Creating an ePub document from XHTML

In my last post I talked about the epubBooks Project and how I plan to convert Project Gutenberg .txt eBooks to the ePub format and how I will make these eBooks available for download from ePubBooks.com.

I already have in place a converter to transform the PG .txt files to a TEI Master Format and also an XSLT script to convert these into XHTML. The final task now is to create a converter for TEI to the ePub format.

Before I attempt to write this converter I will need to have a much better understanding on how a book is laid out inside the ePub OEBPS Container Format (OCF) .zip archive. So I set about taking my XHTML output file and breaking it up into the appropriate parts ready to be packaged in to an .epub file.

On the whole this went fairly smoothly, although I did encounter a couple of issues, which I’ll explain at the end of this article.

A great way to understand how to make your own ePub Book is to download and examine a pre-existing book.

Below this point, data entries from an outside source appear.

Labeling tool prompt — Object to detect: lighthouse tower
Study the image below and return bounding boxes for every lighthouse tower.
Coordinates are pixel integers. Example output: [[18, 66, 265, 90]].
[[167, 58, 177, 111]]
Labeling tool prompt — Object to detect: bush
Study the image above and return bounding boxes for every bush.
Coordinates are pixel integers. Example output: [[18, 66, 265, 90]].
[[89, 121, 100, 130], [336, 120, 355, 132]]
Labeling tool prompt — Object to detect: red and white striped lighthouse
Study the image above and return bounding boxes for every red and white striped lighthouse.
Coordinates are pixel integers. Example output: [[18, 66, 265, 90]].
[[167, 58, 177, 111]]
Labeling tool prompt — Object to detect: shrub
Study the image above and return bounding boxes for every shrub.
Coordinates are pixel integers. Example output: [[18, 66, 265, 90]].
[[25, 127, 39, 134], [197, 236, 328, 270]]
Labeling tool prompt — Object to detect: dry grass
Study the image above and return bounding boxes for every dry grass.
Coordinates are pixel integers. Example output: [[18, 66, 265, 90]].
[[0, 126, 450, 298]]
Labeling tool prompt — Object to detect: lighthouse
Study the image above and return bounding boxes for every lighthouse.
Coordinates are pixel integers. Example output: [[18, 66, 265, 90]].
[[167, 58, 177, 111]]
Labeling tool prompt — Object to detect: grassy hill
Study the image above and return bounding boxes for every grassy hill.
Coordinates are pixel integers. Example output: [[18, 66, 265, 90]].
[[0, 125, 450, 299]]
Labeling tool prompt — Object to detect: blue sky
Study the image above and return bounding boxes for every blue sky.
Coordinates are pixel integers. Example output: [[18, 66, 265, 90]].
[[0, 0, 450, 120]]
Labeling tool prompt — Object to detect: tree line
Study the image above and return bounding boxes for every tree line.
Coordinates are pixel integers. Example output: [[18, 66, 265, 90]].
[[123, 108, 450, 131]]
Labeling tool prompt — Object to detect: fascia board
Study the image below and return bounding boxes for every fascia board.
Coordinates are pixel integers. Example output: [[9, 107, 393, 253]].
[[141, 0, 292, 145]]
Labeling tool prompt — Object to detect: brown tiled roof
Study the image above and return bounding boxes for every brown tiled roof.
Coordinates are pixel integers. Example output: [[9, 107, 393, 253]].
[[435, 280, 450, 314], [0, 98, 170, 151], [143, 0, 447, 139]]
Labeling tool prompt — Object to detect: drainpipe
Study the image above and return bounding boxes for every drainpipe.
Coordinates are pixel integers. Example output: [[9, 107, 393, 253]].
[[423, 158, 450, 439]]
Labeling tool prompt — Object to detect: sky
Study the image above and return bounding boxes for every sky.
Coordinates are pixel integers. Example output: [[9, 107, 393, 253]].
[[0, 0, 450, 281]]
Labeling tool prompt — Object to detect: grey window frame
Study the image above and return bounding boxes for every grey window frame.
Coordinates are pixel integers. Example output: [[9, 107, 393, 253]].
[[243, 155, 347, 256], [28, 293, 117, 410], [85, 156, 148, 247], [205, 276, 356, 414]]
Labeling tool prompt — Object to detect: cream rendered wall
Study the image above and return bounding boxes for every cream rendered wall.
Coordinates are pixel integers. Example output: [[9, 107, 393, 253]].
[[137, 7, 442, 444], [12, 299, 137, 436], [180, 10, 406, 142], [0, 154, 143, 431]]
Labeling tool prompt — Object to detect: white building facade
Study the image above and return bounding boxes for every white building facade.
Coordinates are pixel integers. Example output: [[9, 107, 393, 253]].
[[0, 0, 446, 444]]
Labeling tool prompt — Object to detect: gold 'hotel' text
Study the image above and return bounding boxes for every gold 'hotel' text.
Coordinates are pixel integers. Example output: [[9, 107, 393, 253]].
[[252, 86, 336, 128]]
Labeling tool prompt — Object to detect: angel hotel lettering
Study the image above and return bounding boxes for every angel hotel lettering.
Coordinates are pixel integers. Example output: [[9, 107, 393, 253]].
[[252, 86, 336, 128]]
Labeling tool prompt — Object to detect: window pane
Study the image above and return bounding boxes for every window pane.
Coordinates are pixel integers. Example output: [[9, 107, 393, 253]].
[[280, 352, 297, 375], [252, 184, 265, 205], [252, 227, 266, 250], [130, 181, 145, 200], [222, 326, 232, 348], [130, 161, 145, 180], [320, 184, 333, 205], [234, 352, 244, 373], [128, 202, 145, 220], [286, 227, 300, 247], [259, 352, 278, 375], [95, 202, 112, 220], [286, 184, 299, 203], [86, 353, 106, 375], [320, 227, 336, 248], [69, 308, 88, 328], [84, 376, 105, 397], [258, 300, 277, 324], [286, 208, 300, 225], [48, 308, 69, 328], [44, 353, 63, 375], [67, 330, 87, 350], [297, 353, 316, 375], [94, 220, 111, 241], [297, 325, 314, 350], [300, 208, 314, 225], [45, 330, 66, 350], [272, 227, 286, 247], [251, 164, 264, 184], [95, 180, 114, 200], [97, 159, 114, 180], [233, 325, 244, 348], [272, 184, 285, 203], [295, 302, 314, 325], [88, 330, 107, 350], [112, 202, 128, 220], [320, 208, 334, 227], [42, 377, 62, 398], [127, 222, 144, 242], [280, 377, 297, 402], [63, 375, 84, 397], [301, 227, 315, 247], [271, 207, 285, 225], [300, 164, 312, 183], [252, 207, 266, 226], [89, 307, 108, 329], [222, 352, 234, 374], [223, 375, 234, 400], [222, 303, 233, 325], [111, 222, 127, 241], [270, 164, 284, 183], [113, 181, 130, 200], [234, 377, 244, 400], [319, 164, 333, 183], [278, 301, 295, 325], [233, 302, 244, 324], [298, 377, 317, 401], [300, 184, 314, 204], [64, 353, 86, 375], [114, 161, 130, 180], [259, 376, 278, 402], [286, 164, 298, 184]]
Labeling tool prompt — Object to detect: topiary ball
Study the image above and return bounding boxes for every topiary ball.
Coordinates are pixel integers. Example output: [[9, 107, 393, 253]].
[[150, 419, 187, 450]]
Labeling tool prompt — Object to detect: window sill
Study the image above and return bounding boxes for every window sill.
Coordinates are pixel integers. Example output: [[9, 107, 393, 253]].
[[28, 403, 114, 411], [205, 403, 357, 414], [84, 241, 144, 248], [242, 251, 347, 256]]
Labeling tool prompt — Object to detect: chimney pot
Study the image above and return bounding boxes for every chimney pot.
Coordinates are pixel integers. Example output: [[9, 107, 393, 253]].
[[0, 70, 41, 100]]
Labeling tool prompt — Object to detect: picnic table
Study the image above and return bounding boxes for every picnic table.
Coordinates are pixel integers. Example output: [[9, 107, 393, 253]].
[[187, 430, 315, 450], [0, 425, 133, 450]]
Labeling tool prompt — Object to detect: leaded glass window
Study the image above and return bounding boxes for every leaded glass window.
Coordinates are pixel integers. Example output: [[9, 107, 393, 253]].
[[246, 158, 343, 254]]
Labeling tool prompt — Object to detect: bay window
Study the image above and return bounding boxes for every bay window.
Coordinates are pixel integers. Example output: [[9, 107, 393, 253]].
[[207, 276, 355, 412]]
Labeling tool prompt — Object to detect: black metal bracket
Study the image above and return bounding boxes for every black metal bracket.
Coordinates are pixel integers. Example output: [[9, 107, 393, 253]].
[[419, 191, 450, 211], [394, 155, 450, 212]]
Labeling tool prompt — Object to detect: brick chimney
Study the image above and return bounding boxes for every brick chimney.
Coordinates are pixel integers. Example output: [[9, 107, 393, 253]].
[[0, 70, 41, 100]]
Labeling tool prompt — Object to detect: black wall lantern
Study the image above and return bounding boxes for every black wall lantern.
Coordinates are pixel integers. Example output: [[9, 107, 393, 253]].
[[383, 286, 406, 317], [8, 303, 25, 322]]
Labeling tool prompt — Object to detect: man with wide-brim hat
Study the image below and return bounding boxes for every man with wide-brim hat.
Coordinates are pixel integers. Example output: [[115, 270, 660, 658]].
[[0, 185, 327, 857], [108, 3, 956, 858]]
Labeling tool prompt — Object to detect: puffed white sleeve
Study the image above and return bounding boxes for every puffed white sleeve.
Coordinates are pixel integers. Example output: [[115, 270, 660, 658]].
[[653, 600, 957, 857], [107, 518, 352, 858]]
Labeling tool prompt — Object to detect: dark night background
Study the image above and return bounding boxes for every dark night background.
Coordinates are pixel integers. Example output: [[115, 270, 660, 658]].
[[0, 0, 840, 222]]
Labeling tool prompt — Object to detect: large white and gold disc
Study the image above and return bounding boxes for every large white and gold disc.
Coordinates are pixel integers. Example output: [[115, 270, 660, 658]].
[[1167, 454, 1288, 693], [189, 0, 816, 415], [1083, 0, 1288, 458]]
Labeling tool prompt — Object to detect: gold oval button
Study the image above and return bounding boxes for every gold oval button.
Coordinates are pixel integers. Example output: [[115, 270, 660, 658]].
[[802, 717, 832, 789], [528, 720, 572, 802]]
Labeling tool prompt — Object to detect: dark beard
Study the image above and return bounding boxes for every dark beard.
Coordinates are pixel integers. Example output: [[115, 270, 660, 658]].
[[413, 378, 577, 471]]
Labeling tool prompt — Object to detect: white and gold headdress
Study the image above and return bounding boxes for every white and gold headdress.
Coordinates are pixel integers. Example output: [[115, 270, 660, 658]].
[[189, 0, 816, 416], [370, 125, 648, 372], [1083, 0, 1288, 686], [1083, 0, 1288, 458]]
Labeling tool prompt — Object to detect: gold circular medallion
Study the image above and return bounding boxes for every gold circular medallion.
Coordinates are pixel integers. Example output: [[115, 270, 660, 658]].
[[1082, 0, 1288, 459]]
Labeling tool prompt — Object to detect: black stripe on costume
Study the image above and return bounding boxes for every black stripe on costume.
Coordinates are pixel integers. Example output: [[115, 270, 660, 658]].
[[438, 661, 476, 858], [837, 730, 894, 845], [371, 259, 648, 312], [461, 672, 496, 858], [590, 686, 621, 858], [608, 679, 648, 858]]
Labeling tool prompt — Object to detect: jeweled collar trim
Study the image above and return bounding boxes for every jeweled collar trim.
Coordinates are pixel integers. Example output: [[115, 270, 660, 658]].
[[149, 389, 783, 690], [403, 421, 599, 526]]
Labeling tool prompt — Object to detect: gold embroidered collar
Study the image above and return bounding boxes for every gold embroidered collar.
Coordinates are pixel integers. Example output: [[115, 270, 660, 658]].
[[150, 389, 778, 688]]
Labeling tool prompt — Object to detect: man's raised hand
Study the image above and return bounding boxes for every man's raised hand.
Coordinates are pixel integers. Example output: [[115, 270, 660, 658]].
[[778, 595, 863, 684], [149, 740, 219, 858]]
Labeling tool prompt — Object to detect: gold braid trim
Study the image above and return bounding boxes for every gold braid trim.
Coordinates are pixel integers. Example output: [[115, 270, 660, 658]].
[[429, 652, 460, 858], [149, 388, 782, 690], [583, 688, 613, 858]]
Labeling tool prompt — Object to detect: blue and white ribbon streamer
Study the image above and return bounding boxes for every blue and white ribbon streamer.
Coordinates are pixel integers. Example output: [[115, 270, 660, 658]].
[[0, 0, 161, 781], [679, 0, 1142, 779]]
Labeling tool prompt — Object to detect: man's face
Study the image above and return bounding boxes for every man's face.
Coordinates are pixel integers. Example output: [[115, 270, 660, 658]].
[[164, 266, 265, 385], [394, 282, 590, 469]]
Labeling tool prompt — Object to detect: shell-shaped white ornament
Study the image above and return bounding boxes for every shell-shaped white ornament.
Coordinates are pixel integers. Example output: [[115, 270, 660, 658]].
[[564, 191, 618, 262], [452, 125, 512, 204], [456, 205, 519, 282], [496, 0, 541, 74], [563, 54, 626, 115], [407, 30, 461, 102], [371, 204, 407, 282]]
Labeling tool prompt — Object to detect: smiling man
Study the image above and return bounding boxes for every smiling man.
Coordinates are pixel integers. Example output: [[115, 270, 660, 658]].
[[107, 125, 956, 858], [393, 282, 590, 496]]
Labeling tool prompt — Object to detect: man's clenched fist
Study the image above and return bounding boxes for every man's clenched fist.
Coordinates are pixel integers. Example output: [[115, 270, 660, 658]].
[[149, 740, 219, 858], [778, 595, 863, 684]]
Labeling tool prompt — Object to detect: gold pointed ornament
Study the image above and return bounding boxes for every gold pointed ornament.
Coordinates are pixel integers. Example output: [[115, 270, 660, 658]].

My reference book was Jon Noring’s submission of “My Ántonia” by Willa Cather, found on the IDPF website.

After unzipping and examining the contents everything looked straight forward, so went ahead and started editing Jon’s file into my own.

OPS

My first task was to split up the all-in-one XHTML file into separate chapters, title page, footnotes, etc., thus creating the OPS files. During this I added the appropriate header and footer (using My Ántonia as the guide), making sure I also included the correct link to the CSS file and giving each its own title.

As XHTML 1.1 can be used directly within an ePub document there was nothing to change within the text itself.

OPF

Once I had all my separate OPS parts I went ahead and started editing the ePub OPF file.

Again using Jon’s example as a guide, I entered all the book information (Title, Author, etc..) into the meta tags – an important tag to note is the dc:identifier. For this you will need to create a unique identifier for the book/document. You can use anything you like here (including an ISBN number) as long as it is completely unique. As this is just a test file I used the epubbooks.com domain name, the date and the time. (This ID will also be used in the NCX file.)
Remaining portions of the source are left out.